Anyway, more tomorrow, I mean later today. I have to sleep now.

8 Comments

  1. Congrats on the successful reading! If I had known I would've come 😉 Glad it went well.

    And agreed, Cornejo is amazing. Loved him as the slave in Corsaire.

  2. Congrats, Tonya! That's super exciting, and it's always nice to hear that people enjoy your work. I hate acting too – I'll still have nightmares about “accidentally” walking into a drama master class given by Ron K. Brown's Evidence dance company – our dance criticism class (the group that writes rather than dances) joined without knowing what it really entailed. And of course I got paired with a professional dancer to act out a really intense scene… *shudder*

    Anyways. That's funny about Chris Wheeldon.

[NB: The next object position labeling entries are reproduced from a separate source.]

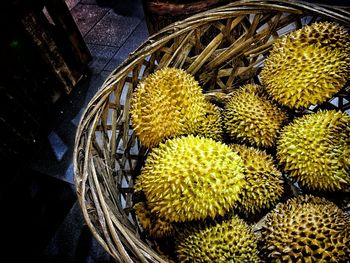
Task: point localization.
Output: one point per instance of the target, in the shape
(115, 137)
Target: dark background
(41, 218)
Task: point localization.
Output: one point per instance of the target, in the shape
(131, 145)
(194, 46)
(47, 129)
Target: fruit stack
(215, 172)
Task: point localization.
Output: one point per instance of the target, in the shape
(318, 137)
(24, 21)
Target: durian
(308, 66)
(229, 241)
(155, 226)
(167, 103)
(191, 178)
(251, 118)
(211, 125)
(307, 229)
(264, 181)
(315, 150)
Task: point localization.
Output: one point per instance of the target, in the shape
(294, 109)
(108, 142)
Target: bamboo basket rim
(89, 121)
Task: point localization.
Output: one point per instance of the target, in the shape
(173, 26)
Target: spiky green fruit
(191, 178)
(211, 125)
(307, 229)
(315, 150)
(229, 241)
(251, 118)
(308, 66)
(264, 181)
(165, 104)
(155, 226)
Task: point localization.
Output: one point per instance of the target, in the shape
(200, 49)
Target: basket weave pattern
(223, 48)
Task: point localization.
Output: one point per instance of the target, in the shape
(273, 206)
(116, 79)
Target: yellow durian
(230, 241)
(166, 104)
(306, 229)
(251, 118)
(155, 226)
(191, 178)
(314, 150)
(308, 66)
(264, 181)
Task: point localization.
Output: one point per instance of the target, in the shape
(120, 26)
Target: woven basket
(223, 48)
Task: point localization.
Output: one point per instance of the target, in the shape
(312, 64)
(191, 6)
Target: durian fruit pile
(248, 181)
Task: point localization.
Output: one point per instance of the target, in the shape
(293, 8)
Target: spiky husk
(155, 226)
(315, 150)
(165, 104)
(251, 118)
(229, 241)
(191, 178)
(264, 181)
(307, 229)
(308, 66)
(211, 125)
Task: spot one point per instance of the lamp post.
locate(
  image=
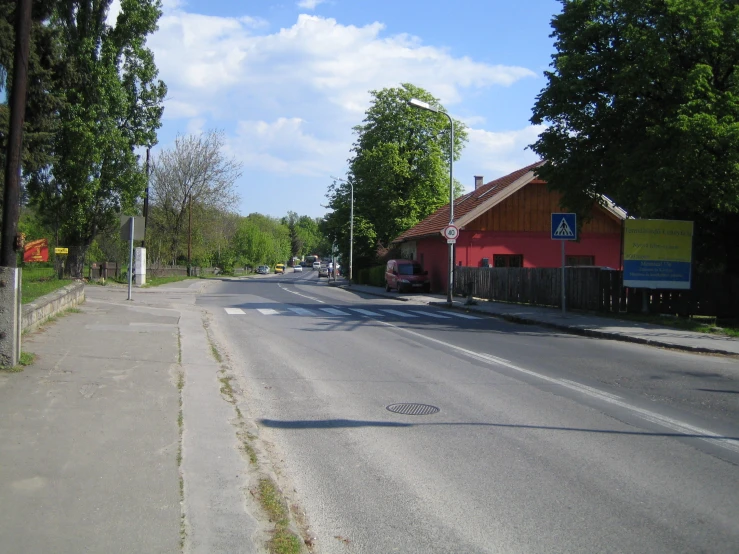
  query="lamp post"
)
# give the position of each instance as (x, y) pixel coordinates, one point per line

I think it's a good experience though, because as critics/journalists, we are “artists” in a sense that others can read a critic's writing and have opinions about it as well, e.g. that was a bad review, that was written well, etc. People are free to not like someone's writing and even react negatively to it. And I think experiences like yours can breed a sort of empathy for the people that critics write about. Writers and dancers share a sort of vulnerability that opens us both up to judgment for the general public. Hm, I hope that made sense.

    ugh it's always so awkward, b/c I feel so uncomfortable saying that I'm a critic. I'm not. I'm a citizen journalist with opinions. 😉

    Herman is amazing. On top of perfect technique, it's his artistry that floors me.

  3. SwanLakeSambaGirl

    Thanks you guys! Yes, Oscar Wilde and H.L. Mencken both said that critics are artists as well, Jolene! Claudia La Rocco pointed me to that (or at least to Wilde's writings on the critic as artist). And Dorothy Parker might have said the same… And I do think it's true. Creative artists (the choreographers, novelists, etc.) need to remember that and respect that as well. I think the key word is respect — as long as everyone treats everyone else with a fundamental respect. Like, I'm not ever sarcastic or mean-spirited; I'm just trying to take the art seriously, trying to figure it out, and looking at it with a critical eye in terms of what's best about it and what could be improved.

    I know, I don't really know what to call myself either 🙂 Citizen journalist with opinions is good!

  4. Hebgen Lake Marina

    Cornejo is really one of the best, The show is really great I was really impress with the other characters, If ever I had a chance I will watch it again

  5. Anne Coburn Whitmore

    Christ! – I'm such a moron … I don't think I've yet to ever say congratulations on your readings, on your book! So sorry! This is so exciting! I very much enjoyed the excerpt, and am looking forward to more! …

    [side note: That's so funny about the “Wheeldon 'ghost'-sighting” – things/experiences like that seem to happen to me, too – and freakishly way too often. ;)]

    … I think I share your love of pearls 😉 … of Oscar Wilde ! … and, of course, of ballet!! —
    I wish I shared your talent for writing!

  6. Anne Coburn Whitmore

    Christ! – I'm such a moron … I don't think I've yet to ever say congratulations on your readings, on your book! So sorry! This is so exciting! I very much enjoyed the excerpt, and am looking forward to more! …

    [side note: That's so funny about the “Wheeldon 'ghost'-sighting” – things/experiences like that seem to happen to me, too – and freakishly way too often. ;)]

    … I think I share your love of pearls 😉 … of Oscar Wilde ! … and, of course, of ballet!! —
    I wish I shared your talent for writing!